Ward, a third-round draft choice in 1998, has climbed the ranks throughout his career. He established himself as a receiver early in his career, and then outlasted three first-round draft picks at the position.
Never the most physically gifted athlete on the field, Ward did things with hard work and the results paid off with two Super Bowl championships, including one Super Bowl MVP award.
Without the physical abilities of some of the other receivers in the league, Ward had to do things different.
There was no better blocker in the league, and he was also a pretty good route runner. In a primarily run oriented offense, Ward put up monster numbers, including six 1,000-yard seasons and is now approaching a couple of significant milestones.
In his 14th season, Ward has 981 receptions and 11,970 yards. But at the rate he is going, will Ward even have an opportunity to reach 1,000 receptions and 12,000 yards?
Ward has been dinged up this season and did not start last week.

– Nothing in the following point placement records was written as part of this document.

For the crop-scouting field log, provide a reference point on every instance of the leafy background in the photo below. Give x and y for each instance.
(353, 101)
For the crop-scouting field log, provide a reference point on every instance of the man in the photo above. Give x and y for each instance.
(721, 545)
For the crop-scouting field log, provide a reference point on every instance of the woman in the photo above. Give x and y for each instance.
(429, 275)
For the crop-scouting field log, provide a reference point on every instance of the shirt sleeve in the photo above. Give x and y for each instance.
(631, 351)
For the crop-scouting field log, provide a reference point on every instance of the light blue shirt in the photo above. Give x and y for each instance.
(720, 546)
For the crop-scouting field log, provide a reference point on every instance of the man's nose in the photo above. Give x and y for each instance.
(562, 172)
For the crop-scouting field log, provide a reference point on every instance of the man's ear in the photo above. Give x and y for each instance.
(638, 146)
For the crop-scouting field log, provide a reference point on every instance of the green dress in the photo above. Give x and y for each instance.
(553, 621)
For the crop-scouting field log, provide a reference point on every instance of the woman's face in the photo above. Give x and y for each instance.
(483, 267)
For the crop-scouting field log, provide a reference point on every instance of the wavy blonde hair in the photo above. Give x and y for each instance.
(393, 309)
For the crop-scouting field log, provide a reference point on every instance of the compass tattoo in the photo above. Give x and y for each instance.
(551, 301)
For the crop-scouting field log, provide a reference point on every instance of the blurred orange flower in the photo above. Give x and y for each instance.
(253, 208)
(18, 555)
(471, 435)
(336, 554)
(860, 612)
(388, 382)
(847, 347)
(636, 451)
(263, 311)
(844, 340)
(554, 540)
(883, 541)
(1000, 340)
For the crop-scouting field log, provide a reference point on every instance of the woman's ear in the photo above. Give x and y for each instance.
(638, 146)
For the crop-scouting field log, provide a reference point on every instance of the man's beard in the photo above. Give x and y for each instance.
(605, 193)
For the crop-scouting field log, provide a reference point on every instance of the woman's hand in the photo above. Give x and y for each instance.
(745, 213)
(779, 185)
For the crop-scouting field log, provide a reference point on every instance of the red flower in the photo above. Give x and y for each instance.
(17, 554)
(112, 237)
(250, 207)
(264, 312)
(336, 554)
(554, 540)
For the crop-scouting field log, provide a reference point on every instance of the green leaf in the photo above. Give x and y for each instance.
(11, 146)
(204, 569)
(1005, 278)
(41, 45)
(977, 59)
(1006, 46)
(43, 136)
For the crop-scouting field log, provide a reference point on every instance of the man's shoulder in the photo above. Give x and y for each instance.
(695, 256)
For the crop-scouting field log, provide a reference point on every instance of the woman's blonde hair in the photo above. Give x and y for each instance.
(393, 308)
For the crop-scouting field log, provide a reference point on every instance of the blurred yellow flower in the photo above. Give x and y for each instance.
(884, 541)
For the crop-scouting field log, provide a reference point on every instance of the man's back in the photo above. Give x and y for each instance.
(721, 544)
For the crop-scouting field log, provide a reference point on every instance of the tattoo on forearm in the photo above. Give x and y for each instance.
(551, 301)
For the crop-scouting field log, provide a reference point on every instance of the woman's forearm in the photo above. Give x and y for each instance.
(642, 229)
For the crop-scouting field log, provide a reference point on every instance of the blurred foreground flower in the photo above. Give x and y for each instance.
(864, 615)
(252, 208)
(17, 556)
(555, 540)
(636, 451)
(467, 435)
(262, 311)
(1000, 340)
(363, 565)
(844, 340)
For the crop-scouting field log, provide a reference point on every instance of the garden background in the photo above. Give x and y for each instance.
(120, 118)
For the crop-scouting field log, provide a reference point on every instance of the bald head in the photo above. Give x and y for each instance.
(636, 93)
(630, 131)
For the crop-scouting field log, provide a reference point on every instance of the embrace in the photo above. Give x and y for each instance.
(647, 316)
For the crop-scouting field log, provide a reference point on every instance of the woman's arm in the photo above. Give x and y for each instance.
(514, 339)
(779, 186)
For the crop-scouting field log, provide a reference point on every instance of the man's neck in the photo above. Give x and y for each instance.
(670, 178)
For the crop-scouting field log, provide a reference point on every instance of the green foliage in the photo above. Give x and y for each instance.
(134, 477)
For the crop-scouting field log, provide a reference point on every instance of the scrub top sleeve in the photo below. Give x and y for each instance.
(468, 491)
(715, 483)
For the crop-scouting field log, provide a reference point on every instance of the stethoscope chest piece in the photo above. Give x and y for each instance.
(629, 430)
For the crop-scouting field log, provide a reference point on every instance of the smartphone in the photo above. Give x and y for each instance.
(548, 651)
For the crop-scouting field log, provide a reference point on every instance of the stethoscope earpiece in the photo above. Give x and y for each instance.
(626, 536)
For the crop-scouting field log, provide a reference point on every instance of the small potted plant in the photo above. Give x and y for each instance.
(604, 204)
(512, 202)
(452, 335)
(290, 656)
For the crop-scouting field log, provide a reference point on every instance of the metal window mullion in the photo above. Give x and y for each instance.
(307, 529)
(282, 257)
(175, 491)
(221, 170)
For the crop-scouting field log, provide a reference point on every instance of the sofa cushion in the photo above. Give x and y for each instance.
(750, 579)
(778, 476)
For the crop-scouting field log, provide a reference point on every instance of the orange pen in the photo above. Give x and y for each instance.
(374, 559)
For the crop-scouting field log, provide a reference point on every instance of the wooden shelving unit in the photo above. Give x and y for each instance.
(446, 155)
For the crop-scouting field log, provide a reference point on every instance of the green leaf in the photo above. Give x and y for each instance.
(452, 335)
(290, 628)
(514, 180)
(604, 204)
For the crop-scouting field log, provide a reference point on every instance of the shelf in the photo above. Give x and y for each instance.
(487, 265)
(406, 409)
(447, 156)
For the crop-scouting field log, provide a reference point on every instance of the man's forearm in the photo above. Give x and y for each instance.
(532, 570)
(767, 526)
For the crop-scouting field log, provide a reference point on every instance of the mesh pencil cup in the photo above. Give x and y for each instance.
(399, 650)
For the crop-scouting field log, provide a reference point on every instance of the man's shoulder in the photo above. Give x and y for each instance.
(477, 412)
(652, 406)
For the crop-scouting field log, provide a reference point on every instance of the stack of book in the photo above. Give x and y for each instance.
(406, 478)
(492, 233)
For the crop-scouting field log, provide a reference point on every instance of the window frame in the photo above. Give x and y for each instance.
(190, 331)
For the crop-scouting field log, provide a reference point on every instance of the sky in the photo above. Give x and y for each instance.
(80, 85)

“It’s not about me, it’s about the team,” Ward said. “We won the game that’s the bottom line.”
Where is Hines Ward on your Steelers depth chart?
That isn’t the attitude that made the Steelers want to keep Ward over Troy Edwards, Plaxico Burress and Santonio Holmes.
"I feel like I'm still getting to my spots. I still think of myself as being a playmaker."
That is more like it.
But it is no secret, the time is coming to an end with Ward, and he recognizes this fact.
"Mike [Wallace] is a rising superstar and Antonio [Brown] has a great rapport with Ben," Ward said.
Ward’s lack of athletic ability has finally succumbed to pure talent.
There is no faster player in the AFC than Wallace, and Brown has shot up the depth chart and developed into one of the top playmakers for the Steelers.
Once Emmanuel Sanders gets healthy, Ward could be buried even deeper on the depth chart, especially considering Jerricho Cotchery is finally getting comfortable with the offense.
Whether or not Ward accepts that remains to be seen, but he has made it clear that the team comes first.
“It’s different. It’s a different role. I am still going to be the biggest cheerleader because I want to win,” Ward said. “Whatever I can do to help this team win ball games, giving advice or when my number is called making a play. Just continue doing that and have a positive attitude.”
Ward’s playing time has been reduced and Mike Tomlin has to get credit for doing so. At this juncture of the season, Wallace and Brown are better options. Sanders could be a better option, too. They are tougher matchups for opposing defenses.
However, we should not write off Ward just yet. He is one player that can thrive on adversity. When someone tells him he can’t, Ward does.
There are certainly big plays left in Ward’s body. There are touchdown grabs over the middle of the field left in him. All he needs is the opportunity.
The end is near for Ward, just not quite yet. He still has something left in his tank.